Introduction
SLURM scheduler uses sbatch
command to submit the jobs. You can submit large number of jobs using a loop or if you want to run a series of jobs that runs after completion of set of jobs using the same command. You can also schedule the job to start running on a predefined time as well.
In this tutorial, we will explain how to submit jobs that runs depending on status of the previously submitted jobs or schedule a bunch of jobs to run one after the other.
To understand the dependency feature take a look at the -d, --dependency
section in the man
page of the sbatch
command.
Submitting dependency jobs using SLURM
Once you submit a job, using its job ID, you can submit dependency jobs.
So, when you submit a job like this:
sbatch first_job.slurm
you will get the JOBID
immedietely in the terminal:
854.computername
You can also find the desired job ID from the output of the squeue -u $USER
command which lists all jobs submitted from your user account.

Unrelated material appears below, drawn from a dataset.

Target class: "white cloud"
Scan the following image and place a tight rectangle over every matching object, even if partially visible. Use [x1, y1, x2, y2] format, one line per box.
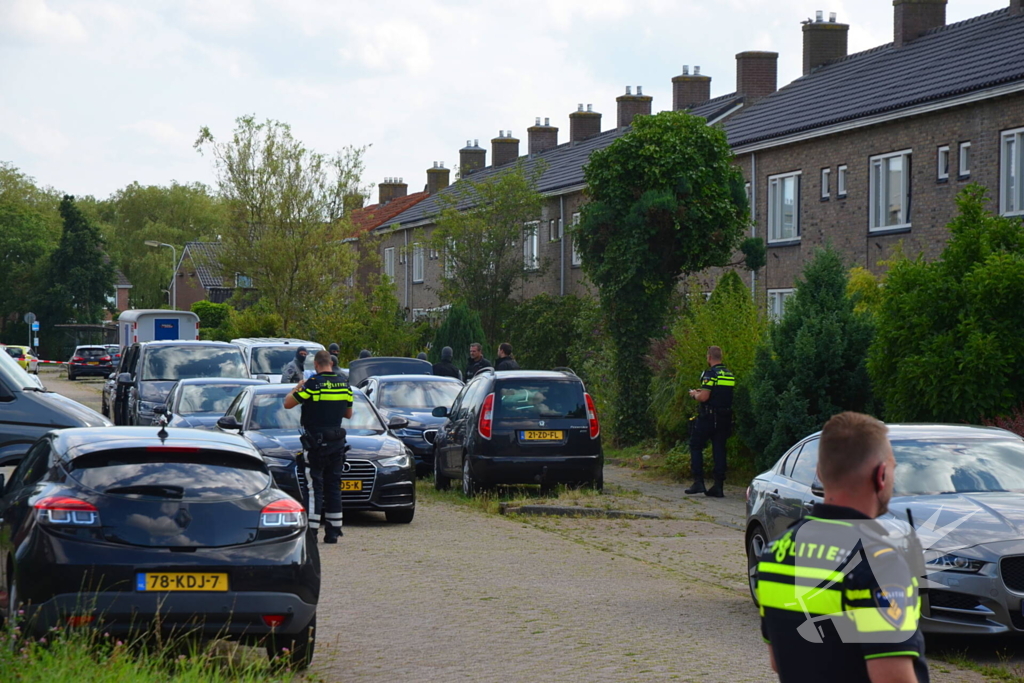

Next, you can submit a job that only runs after successful completion of the first job:
sbatch --dependency=afterok:854 second_job.slurm
The syntax used here is as follows:
sbatch --dependency=type:job_id jobfile
Managing Multi-Job Dependencies
requires ALL dependencies
If the job requires more than one job to be completed before it is executed, you can supply all the jobids using a comma ,
separator:
sbatch --dependency=type:job_id,job_id,job_id jobfile
requires ANY dependency
You can also set the job to run if any one of the job ids compltes successfully using the question mark ?
separator:
sbatch --dependency=type:job_id?job_id?job_id jobfile
other dependency types
The other dependencies that can be used for<type:job_id>
are as follows:
Argument | Description |
---|---|
after | This job can begin execution after the specified jobs have begun execution. |
afterany | This job can begin execution after the specified jobs have terminated. |
aftercorr | A task of this job array can begin execution after the corresponding task ID in the specified job has completed successfully. |
afternotok | This job can begin execution after the specified jobs have terminated in some failed state. |
afterok | This job can begin execution after the specified jobs have successfully executed. |
singleton | This job can begin execution after any previously launched jobs sharing the same job name and user have terminated. |